Apple's Patent Background
As portable electronic devices become more compact, and the number of functions performed by a given device increase, it has become a significant challenge to design a user interface that allows users to easily interact with a multifunction device. This challenge is particular significant for handheld portable devices, which have much smaller screens than desktop or laptop computers. This situation is unfortunate because the user interface is the gateway through which users receive not only content but also responses to user actions or behaviors, including user attempts to access a device's features, tools, and functions. Some portable communication devices (e.g., mobile telephones, sometimes called mobile phones, cell phones, cellular telephones, and the like) have resorted to adding more pushbuttons, increasing the density of push buttons, overloading the functions of pushbuttons, or using complex menu systems to allow a user to access, store and manipulate data. These conventional user interfaces often result in complicated key sequences and menu hierarchies that must be memorized by the user.

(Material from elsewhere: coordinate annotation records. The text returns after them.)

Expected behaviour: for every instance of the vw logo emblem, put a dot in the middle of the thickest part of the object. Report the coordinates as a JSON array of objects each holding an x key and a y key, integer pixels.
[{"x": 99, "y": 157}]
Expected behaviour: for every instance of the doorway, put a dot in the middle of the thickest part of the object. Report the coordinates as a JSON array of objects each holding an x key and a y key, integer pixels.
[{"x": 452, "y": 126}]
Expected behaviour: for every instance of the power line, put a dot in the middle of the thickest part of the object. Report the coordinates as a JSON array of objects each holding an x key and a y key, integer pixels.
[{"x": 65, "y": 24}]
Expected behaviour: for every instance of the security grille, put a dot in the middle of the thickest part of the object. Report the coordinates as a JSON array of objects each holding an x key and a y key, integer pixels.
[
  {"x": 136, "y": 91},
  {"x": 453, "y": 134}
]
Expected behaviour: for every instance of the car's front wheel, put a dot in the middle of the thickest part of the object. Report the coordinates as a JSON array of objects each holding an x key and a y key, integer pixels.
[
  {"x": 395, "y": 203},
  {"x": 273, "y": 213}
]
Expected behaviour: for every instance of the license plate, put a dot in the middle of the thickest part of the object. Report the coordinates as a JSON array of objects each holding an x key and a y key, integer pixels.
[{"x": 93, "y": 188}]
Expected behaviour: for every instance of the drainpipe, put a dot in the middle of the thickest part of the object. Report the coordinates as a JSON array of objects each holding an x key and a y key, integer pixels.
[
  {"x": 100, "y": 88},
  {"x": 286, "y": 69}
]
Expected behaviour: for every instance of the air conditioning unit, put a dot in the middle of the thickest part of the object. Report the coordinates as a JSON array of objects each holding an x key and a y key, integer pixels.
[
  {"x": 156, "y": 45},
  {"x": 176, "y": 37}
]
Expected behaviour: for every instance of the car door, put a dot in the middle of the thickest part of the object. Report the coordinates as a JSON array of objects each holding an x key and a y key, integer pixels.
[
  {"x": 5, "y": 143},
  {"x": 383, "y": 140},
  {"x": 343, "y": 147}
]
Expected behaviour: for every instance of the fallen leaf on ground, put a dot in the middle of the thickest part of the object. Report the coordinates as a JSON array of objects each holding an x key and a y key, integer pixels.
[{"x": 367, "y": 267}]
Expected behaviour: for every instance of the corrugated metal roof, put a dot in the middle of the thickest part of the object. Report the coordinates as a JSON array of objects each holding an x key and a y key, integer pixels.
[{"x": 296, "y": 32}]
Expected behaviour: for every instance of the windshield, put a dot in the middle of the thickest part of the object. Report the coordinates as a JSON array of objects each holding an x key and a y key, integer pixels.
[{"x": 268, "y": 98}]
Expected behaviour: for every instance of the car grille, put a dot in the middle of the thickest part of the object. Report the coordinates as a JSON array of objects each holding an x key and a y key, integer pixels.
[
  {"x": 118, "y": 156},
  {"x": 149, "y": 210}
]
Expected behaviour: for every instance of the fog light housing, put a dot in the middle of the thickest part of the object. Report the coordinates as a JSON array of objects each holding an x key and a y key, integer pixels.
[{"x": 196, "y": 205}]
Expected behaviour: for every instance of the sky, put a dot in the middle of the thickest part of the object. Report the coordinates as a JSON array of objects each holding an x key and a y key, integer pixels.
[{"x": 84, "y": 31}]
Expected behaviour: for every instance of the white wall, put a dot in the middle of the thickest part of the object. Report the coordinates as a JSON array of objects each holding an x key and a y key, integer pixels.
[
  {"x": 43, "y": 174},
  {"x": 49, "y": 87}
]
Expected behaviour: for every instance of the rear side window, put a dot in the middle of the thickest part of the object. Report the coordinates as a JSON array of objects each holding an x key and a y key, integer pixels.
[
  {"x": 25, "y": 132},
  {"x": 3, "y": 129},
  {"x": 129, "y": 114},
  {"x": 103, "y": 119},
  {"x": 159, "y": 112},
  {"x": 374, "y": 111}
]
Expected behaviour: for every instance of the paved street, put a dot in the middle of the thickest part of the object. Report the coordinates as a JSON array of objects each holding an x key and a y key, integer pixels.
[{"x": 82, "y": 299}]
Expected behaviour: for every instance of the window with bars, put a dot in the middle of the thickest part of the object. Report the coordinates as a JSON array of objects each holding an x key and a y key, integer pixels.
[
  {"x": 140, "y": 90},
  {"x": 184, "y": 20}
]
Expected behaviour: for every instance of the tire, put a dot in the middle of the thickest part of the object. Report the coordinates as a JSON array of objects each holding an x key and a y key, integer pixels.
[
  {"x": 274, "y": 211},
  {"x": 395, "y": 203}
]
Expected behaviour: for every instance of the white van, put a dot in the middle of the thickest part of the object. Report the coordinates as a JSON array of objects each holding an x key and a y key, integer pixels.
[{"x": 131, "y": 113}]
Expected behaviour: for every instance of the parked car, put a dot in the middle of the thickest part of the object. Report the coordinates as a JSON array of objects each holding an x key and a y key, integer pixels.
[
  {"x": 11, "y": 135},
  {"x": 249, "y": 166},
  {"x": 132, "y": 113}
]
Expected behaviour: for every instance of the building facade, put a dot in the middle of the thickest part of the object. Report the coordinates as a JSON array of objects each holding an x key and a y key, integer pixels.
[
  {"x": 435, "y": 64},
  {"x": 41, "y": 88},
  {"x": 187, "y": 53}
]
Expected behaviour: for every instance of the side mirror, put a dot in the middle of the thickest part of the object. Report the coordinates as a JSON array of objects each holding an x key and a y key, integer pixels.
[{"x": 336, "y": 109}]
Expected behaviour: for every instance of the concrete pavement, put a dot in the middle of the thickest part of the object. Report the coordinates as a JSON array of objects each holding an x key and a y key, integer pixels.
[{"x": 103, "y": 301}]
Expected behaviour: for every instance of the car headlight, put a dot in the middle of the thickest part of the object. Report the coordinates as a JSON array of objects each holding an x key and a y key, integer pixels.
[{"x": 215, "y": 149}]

Many conventional user interfaces, such as those that include physical pushbuttons, are also inflexible. This is unfortunate because it may prevent a user interface from being configured and/or adapted by either an application running on the portable device or by users. When coupled with the time consuming requirement to memorize multiple key sequences and menu hierarchies, and the difficulty in activating a desired pushbutton, such inflexibility is frustrating to most users.
In particular, when a conventional user interface on a portable device is used to display a portion of an electronic document or of a list of items, a user may not be able to tell the position in the document or list of the displayed portion. The user also may not be able to tell what fraction of the document or list corresponds to the displayed portion. Lacking this knowledge, the user may find viewing and navigating the document or list to be confusing and frustrating. In some portable devices, scroll bars are used to indicate the position in the document or list of the displayed portion. But scroll bars are fixed user interface features that take up valuable display screen area on an already small display screen.
Accordingly, there is a need for portable multifunction devices with more transparent and intuitive user interfaces for navigating portions of electronic documents and/or lists of items that are easy to use and that do not reduce the screen area available for the display of documents, lists, and other content. Such interfaces increase the effectiveness, efficiency and user satisfaction with portable multifunction devices.